Friday, though, will be the first time he'll face the Midshipmen in a regular-season game.
"Having spent 12 years there, that's a lot of time," Tillman said. "I get the human interest part of it. I don't have any problem with it. For me, I can get distracted by that. I still have a job to do. I owe it to my kids to put them in the best position to win. That's been my focus."
Tillman said he did not think about the Terrapins' annual date with the Mids (4-6) until this week. There were games against Georgetown, Duke, North Carolina and Virginia (among others) to prepare Maryland (7-2) for in the first two months of the season.
Yet there are undeniable connections. Tillman was the offensive coordinator when Navy reached the national title game in 2004 and spent his formative years as a coach at the academy.
"Because of the nature of the recruiting thing, he had some input in the recruiting process through our sophomore class," Navy coach Richie Meade said. "It's probably going to be kind of an interesting thing. All of our ex-players, all the guys he coached here, some of them are lieutenants in the Navy stationed here. I'm sure it'll be a little different."

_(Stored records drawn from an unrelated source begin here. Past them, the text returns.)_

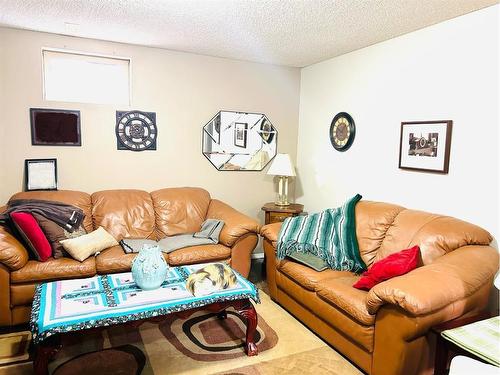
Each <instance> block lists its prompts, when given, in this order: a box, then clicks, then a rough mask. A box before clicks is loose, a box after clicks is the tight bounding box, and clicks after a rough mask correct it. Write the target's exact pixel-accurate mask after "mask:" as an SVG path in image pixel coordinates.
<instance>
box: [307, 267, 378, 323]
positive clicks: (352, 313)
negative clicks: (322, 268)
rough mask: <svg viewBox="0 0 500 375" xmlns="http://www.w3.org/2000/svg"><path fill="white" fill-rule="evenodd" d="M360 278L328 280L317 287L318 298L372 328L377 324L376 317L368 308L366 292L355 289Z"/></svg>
mask: <svg viewBox="0 0 500 375" xmlns="http://www.w3.org/2000/svg"><path fill="white" fill-rule="evenodd" d="M358 279H359V276H352V275H351V276H348V277H338V278H335V279H326V280H323V281H322V282H321V283H319V284H318V285H316V288H315V291H316V294H317V295H318V297H320V298H321V299H323V300H324V301H326V302H328V303H329V304H330V305H332V306H335V307H336V308H337V309H339V310H342V311H343V312H344V313H345V314H348V315H349V316H350V317H351V318H353V319H355V320H357V321H358V322H359V323H361V324H363V325H366V326H371V325H373V324H374V323H375V315H372V314H370V313H369V312H368V308H367V307H366V292H365V291H362V290H359V289H356V288H353V287H352V286H353V284H354V283H355V282H356V281H358Z"/></svg>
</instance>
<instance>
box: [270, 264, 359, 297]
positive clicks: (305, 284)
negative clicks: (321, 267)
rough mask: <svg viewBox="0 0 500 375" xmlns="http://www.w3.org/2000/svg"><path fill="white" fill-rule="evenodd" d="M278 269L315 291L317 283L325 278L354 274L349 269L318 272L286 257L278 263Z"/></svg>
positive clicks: (305, 285)
mask: <svg viewBox="0 0 500 375" xmlns="http://www.w3.org/2000/svg"><path fill="white" fill-rule="evenodd" d="M278 269H279V271H280V272H282V273H283V274H285V275H286V276H288V277H289V278H291V279H292V280H294V281H295V282H296V283H298V284H299V285H301V286H302V287H304V288H306V289H308V290H311V291H314V290H315V288H316V285H317V284H319V283H321V282H322V281H323V280H325V279H331V278H336V277H346V276H352V273H351V272H348V271H335V270H331V269H328V270H324V271H321V272H318V271H315V270H313V269H312V268H310V267H307V266H304V265H303V264H300V263H297V262H294V261H291V260H286V259H285V260H283V261H281V262H280V263H279V264H278Z"/></svg>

There are personal ties between the coaches, too. In the years since he left Navy, Tillman made it a point to text Meade before each game to wish him luck and Meade reciprocated. The two once lived in the same Annapolis neighborhood, and Meade remembers how Tillman always gave his daughters giant candy bars ("Nimitz-class Kit Kats," Meade noted with a nod to Naval history) at Halloween.
Tillman continued sending those goodies after a lengthy experience at Navy, a dozen years to pick up on how to lead, how to manage people, how to identify and recruit quality people into an organization. He said he discovered asking more of himself was a more effective means of achieving results than simply yelling and screaming.
"John went from a growing into his box to growing out of his box," Meade said. "I was fortunate he did that here."
Tillman's Navy ties remain strong. He remains in touch with former stars Ben Bailey, Billy Looney, Nick Mirabito and Chris Pieczonka, and he mourned the death of Looney's brother Brendan (a Navy SEAL who was also a former Mids lacrosse player) in a helicopter crash in Afghanistan last year. Tillman also attended the last 15 Army-Navy football games, though he happens to wear a lot more red these days.
"I get a lot of ribbing for being a Maryland guy," Tillman said. "The experience there for me at that point in my life, I couldn't ask for anything more for my development personally and as a coach."
In the long run, it helped land him the Maryland job. In his first season, he has a veteran roster and a chance to make a deep push in May.
But on Friday, he'll simply be concerned with beating Navy - and making sure he takes the right turn when he enters the stadium. That by itself ensures it will be a very different night.